The truth is, there’s not much out there in scientific literature on what can change a voter’s mind.
In 2018, Kalla and Broockman published a meta-analysis of 49 experiments that were designed to test whether voters are persuadable by conventional means: phone calls, television ads, traditional canvassing, and so on. In aggregate, it turns out these tactics don’t work at all.
The effects of most efforts to change people’s minds on an issue, if successful at all, tend to fade over time. The impact of television ads, in particular, can fade in just a week. Deep canvassing, it appears from the research, has an effect that can last for several months.
“These deep conversations, I suspect, may be more cost-effective in the long run because the impacts are durable,” Serrano says.
And while the effects may be small, only moving opinion a handful of percentage points among those canvassed may be worth it, too. “I’m a campaign person; you’d do anything for 3.5 points,” says Fran Hutchins, the deputy director of the Equality Federation who worked on deep canvassing efforts reported in the new study. “Think of any of our recent elections — nobody is winning these things by 10 or 20 points. It always comes down to just a few points.”

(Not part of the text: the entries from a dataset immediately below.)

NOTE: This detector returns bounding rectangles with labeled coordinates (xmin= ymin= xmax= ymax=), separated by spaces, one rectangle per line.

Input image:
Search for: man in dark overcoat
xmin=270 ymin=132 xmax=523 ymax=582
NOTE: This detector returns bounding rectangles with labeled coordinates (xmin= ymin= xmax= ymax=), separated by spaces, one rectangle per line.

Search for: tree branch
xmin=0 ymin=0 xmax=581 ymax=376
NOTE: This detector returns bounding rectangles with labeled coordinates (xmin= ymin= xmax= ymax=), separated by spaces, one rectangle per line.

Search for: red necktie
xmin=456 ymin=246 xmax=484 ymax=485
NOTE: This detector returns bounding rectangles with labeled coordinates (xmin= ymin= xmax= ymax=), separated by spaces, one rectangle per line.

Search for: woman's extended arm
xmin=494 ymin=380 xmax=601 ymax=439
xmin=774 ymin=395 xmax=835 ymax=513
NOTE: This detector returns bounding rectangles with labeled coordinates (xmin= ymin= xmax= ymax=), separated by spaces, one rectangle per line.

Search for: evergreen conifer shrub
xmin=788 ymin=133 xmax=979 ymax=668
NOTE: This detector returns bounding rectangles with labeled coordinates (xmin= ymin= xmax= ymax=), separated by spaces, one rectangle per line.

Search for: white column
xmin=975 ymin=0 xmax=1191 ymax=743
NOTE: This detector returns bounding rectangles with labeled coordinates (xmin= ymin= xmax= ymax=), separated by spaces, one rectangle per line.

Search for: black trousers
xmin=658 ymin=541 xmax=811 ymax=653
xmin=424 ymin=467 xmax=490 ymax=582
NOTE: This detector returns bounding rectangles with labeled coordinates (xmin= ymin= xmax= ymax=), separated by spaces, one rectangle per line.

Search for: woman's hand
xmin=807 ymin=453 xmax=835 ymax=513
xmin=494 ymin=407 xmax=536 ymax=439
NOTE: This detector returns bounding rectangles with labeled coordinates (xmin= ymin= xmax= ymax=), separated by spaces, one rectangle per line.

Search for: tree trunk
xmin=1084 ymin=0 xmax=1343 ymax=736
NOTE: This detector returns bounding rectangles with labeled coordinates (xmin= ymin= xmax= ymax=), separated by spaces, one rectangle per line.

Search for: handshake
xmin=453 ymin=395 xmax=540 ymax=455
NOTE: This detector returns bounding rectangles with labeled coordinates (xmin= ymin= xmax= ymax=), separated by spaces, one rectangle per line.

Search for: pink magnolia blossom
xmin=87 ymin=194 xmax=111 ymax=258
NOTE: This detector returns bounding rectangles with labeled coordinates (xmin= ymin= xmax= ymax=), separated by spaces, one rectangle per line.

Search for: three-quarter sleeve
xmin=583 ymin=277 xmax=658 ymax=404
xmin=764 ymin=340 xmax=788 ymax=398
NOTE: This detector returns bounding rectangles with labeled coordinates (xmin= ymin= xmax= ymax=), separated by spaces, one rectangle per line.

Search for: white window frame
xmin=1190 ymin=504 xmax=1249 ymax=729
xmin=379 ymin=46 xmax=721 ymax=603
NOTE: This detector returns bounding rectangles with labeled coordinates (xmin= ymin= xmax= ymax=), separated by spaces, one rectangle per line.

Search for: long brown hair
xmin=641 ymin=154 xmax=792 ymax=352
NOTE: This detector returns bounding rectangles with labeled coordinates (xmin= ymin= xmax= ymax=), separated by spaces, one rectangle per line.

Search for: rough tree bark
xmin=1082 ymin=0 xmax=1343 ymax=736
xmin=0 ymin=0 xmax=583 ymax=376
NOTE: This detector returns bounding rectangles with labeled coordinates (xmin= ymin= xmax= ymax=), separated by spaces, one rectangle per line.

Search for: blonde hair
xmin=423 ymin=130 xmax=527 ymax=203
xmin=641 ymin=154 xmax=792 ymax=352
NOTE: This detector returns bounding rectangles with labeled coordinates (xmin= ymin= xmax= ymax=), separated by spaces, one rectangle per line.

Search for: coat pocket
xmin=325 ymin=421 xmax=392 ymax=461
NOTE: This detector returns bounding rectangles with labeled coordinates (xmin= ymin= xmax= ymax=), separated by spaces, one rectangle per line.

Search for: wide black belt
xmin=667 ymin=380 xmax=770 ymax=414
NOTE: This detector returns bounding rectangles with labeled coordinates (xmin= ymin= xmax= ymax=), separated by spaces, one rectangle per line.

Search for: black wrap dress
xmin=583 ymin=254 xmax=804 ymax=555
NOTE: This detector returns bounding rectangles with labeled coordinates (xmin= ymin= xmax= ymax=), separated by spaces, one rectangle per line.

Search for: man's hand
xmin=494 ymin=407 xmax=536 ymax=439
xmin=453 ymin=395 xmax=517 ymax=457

Do we need more of these conversations in our lives?
There’s a smaller finding nestled in Broockman and Kalla’s new paper, one that might not make headlines but is worth thinking about.
In the experiment on immigration, Broockman and Kalla found that 78 percent of all the people who came to the door when the canvasser rang ended up staying for the entire conversation. And 75 percent of the people who start the conversations with the canvassers share a story about their own lives.

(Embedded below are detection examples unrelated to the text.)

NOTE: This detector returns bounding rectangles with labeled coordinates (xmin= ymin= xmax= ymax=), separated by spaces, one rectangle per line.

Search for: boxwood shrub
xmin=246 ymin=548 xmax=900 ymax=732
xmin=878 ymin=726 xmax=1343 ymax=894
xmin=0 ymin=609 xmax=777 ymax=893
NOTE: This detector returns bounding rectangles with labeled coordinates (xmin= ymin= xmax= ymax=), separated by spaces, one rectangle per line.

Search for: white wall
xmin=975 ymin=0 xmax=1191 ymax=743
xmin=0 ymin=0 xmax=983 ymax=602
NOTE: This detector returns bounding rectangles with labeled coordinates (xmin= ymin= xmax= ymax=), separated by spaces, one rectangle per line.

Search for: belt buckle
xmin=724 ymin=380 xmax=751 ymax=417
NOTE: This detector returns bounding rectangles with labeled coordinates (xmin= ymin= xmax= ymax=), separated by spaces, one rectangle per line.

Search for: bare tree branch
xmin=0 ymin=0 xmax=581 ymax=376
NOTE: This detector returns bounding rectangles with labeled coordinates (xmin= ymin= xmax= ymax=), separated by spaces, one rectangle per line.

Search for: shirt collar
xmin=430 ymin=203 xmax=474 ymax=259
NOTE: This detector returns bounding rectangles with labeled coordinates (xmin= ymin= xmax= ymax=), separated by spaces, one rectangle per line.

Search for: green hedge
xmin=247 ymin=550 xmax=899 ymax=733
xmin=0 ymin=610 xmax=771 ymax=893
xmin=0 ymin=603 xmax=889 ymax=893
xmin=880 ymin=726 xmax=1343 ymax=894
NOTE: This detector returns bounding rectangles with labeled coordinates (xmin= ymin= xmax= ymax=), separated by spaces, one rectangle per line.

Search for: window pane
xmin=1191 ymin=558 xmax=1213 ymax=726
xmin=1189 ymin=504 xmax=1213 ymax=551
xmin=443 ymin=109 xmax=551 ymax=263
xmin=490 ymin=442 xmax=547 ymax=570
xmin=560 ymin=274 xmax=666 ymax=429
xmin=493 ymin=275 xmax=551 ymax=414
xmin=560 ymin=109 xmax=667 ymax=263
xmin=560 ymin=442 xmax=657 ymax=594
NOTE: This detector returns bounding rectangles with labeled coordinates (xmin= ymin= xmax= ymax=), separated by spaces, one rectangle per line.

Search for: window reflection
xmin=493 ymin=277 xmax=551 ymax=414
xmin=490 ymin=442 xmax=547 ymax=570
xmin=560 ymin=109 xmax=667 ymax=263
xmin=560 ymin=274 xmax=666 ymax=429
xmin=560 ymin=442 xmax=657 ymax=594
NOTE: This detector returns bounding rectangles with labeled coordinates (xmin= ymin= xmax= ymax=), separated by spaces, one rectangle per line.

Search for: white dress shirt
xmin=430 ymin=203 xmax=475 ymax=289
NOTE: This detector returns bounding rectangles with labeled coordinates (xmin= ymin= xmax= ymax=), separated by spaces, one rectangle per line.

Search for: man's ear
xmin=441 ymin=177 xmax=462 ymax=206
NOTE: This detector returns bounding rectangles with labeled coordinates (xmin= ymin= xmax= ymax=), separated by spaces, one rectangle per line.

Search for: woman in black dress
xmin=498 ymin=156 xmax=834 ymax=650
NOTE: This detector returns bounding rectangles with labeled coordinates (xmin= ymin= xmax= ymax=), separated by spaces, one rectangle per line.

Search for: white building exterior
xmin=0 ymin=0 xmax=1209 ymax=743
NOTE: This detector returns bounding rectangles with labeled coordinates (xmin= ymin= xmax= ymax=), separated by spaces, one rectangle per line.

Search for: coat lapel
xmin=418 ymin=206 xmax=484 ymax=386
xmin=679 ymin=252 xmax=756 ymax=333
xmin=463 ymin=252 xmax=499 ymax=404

“Those basic numbers tell you something about just how willing most Americans are to have an open conversation with a stranger about these ostensibly divisive issues,” Broockman says.
It’s a reminder that our political opponents aren’t always as rigid or ideologically severe as they appear in our minds. In his work, Bruneau finds that political partisans have a skewed view of how they think their opponents think of them. Which is to say: Republicans assume Democrats dislike them more than they actually do, and vice versa. And it’s this meta-perception, Bruneau finds, that then fuels ongoing conflict and dehumanization.
The activists and scientists I spoke to for this story all agree that you can’t change everyone’s minds.
Topping says, in their experience, deep canvassing works best on people who might be concerned about an issue like transgender people in bathrooms but have never really talked through their feelings. That’s likely a lot of people.
In the age of Trump, there’s a compelling push to call things what they are. When we see racist behavior, we should call it racist and not be euphemistic by calling it “racially charged.” Arguably, there’s a time and place for calling people out, particularly when it comes to powerful, influential people. But maybe not when it comes to our neighbors.
Broockman says this research can at least lend ordinary people a new script when dealing with people in their lives who hold prejudicial opinions. That’s refreshing and useful. These conversations aren’t arguments. In a way, they may be a form of public therapy — for all sides involved.
“This kind of conversation helps me talk to family members who aren’t totally there yet” on accepting their identity, Topping says. “It has taught me patience, and taught me to see people from the most positive view that I can.”